This repo is a minimal, reproducible take on that idea, plus a benchmark — RLM-Bench — that you can run against your own RLM.
pip install minrlm
export OPENAI_API_KEY="sk-..."
# Analyze a file - the data never enters the prompt
uvx minrlm "How many ERROR lines in the last hour?" ./server.log
# Pure computation - the REPL writes the algorithm
uvx minrlm "Return all primes up to 1,000,000, reversed."
# -> 78,498 primes in 6,258 tokens.
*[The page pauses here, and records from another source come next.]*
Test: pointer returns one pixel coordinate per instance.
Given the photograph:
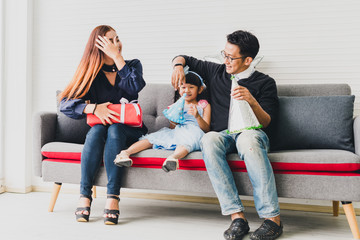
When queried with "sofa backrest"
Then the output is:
(313, 116)
(298, 90)
(155, 97)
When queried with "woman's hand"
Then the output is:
(193, 111)
(105, 114)
(242, 93)
(109, 48)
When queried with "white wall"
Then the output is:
(303, 41)
(1, 94)
(16, 100)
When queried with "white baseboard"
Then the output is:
(101, 191)
(18, 190)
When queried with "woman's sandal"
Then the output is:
(170, 164)
(123, 160)
(110, 220)
(79, 212)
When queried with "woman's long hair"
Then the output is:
(90, 65)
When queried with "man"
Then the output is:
(260, 91)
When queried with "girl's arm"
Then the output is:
(204, 122)
(172, 124)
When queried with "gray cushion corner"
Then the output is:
(314, 122)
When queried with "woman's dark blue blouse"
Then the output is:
(128, 83)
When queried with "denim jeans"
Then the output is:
(252, 147)
(104, 143)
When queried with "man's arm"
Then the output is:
(205, 69)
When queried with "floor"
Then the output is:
(25, 216)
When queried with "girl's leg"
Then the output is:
(123, 158)
(179, 153)
(137, 147)
(172, 162)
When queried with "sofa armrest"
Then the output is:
(357, 134)
(44, 131)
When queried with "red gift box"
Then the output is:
(130, 114)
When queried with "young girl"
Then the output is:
(183, 138)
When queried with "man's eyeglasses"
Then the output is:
(230, 59)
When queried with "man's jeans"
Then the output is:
(252, 147)
(105, 142)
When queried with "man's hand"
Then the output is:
(177, 77)
(242, 93)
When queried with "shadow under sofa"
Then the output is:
(315, 148)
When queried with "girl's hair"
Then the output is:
(193, 79)
(90, 65)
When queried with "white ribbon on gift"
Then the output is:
(124, 101)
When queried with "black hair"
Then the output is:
(193, 79)
(246, 41)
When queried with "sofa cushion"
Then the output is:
(62, 150)
(314, 122)
(322, 160)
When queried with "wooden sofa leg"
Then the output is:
(351, 217)
(336, 208)
(54, 196)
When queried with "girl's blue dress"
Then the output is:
(187, 134)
Output: 616K chars. ~25x output-to-token savings.
# Pipe anything
cat huge_dataset.csv | uvx minrlm "Which product had the highest return rate?"
# Chain: solve a Sudoku, then pipe the solution to a verifier
uvx minrlm -s "Solve this Sudoku:
..3|.1.|...
.4.|...|8..
...|..6|.2.
---+---+---
.8.|.5.|..1
...|...|...
5..|.8.|.6.
---+---+---
.7.|6..|...
..2|...|.5.
...|.3.|9.." \
| uvx minrlm -s 'Verify this sudoku board, is it valid? return {"board":str, "valid": bool}'from minrlm import RLM
rlm = RLM(model="gpt-5-mini")
# 50MB CSV? Roughly the same cost as 5KB. The data never enters the prompt.
answer = rlm.completion(
task="Which product had the highest return rate in Q3?",
context=open("q3_returns.csv").read(),
)Want to see what's happening instead of reading it? Jump to the Visualizer.
The same eval suite (RLM-Bench) was run on 4 OpenAI models, 12 tasks, 50 runs per task per runner. Numbers below are aggregates across the full task set. None of this is cherry-picked — losses are kept in.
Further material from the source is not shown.